Text Analysis Flashcards
Numbers and strings that are stored as columns in relational databases or dataframes
Structured data
Data as is; data doesn’t fit neatly into a database; text and multimedia content
Unstructured data
What is text analysis
Converting textual data into a structured format suitable for analysis
Challenges of text analysis
Numerous languages
Variations in usage, grammar, dialects, etc
Hard to understand context, resolve ambiguity, formally encode rules of language, etc
Bag of words approach
Each document (bag) is a collection of tokens (words) The order of words is ignored Long strings are split into smaller pieces or “tokens”
What is a token
A meaningful unit of text, most often a word, that we are interested in using for further analysis
What is tokenization
The process of splitting text into tokens
What are stop words
Commonly occurring words such as:
A, an, and, after, by, why, your, we, etc.

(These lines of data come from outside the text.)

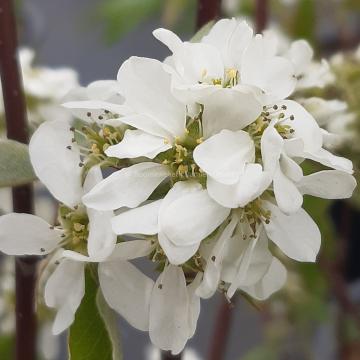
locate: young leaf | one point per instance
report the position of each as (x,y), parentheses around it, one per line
(203,31)
(15,165)
(93,335)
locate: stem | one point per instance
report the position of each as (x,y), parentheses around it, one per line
(222,329)
(166,355)
(261,15)
(16,123)
(207,10)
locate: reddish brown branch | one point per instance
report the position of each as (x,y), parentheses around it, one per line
(221,333)
(261,15)
(207,10)
(15,112)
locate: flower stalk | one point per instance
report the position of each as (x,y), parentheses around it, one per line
(261,15)
(15,111)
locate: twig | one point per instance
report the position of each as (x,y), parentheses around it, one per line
(15,111)
(166,355)
(207,10)
(222,329)
(261,15)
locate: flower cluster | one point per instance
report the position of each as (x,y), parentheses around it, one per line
(203,157)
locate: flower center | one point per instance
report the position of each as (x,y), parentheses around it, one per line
(93,140)
(180,157)
(75,227)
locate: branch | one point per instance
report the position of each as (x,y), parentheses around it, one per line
(222,329)
(207,10)
(15,112)
(261,15)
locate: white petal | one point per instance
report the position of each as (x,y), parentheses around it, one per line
(127,290)
(273,281)
(250,186)
(224,155)
(273,74)
(328,159)
(24,234)
(56,166)
(169,321)
(242,102)
(231,37)
(64,291)
(137,143)
(176,255)
(147,90)
(288,197)
(212,272)
(90,110)
(296,235)
(127,187)
(305,126)
(290,168)
(328,184)
(141,220)
(271,148)
(101,239)
(191,218)
(93,177)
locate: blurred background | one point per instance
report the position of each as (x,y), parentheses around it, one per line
(317,314)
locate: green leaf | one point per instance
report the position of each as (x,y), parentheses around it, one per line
(121,16)
(15,165)
(203,31)
(94,335)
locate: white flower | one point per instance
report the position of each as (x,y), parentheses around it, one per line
(24,234)
(168,308)
(229,56)
(182,220)
(305,140)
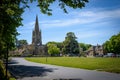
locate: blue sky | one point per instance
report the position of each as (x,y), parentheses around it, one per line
(93,24)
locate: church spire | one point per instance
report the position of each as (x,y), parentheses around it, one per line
(36,24)
(36,35)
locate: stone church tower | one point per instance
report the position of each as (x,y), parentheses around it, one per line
(36,34)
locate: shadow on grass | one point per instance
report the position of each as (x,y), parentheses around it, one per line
(20,71)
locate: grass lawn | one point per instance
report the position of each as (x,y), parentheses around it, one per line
(101,64)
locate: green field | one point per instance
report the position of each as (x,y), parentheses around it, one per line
(101,64)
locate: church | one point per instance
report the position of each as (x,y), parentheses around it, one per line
(36,48)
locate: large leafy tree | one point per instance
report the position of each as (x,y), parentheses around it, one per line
(10,17)
(113,45)
(84,46)
(53,50)
(21,43)
(70,45)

that are not informative about the document
What is stemming
Families of related words with similar meanings can be considered as a single unit by reducing words to their “stem”, base, or root form
Ways of describing structured data
Summary statistics (mean, variance, etc) Visualizations like scatter plot
3 ways to describe text
Word count analysis
Word count chart
Word cloud
What is word count analysis
Table with tokens in descending order of frequency
What is word count chart
Bar chart showing frequency of top N tokens
What is word cloud
Visual representation of frequency (or importance) of words in a corpus
What is sentiment analysis
Aka opinion mining
The computational study of opinions, sentiments, and emotions expressed in text
3 built in dictionaries of Tidytext that give sentiment, emotions, etc, for words
AFINN from Finn Arup Nielsen
Bing from Bing Liu and collaborators
NRC from Saif Mohammad and Peter Turney
Goal of topic modeling
To discover the latent topics or factors from a large number of text documents
Latent Dirichlet Allocation (LDA)
An unsupervised learning method similar to cluster analysis (where we discover latent groups or clusters)
-used to discover these latent quality dimensions from reviews
This is the most common algorithm for topic modeling
Latent Dirichlet Allocation (LDA)
Two guiding principles of LDA
Every document is a mixture of topics
Every topic is a mixture of words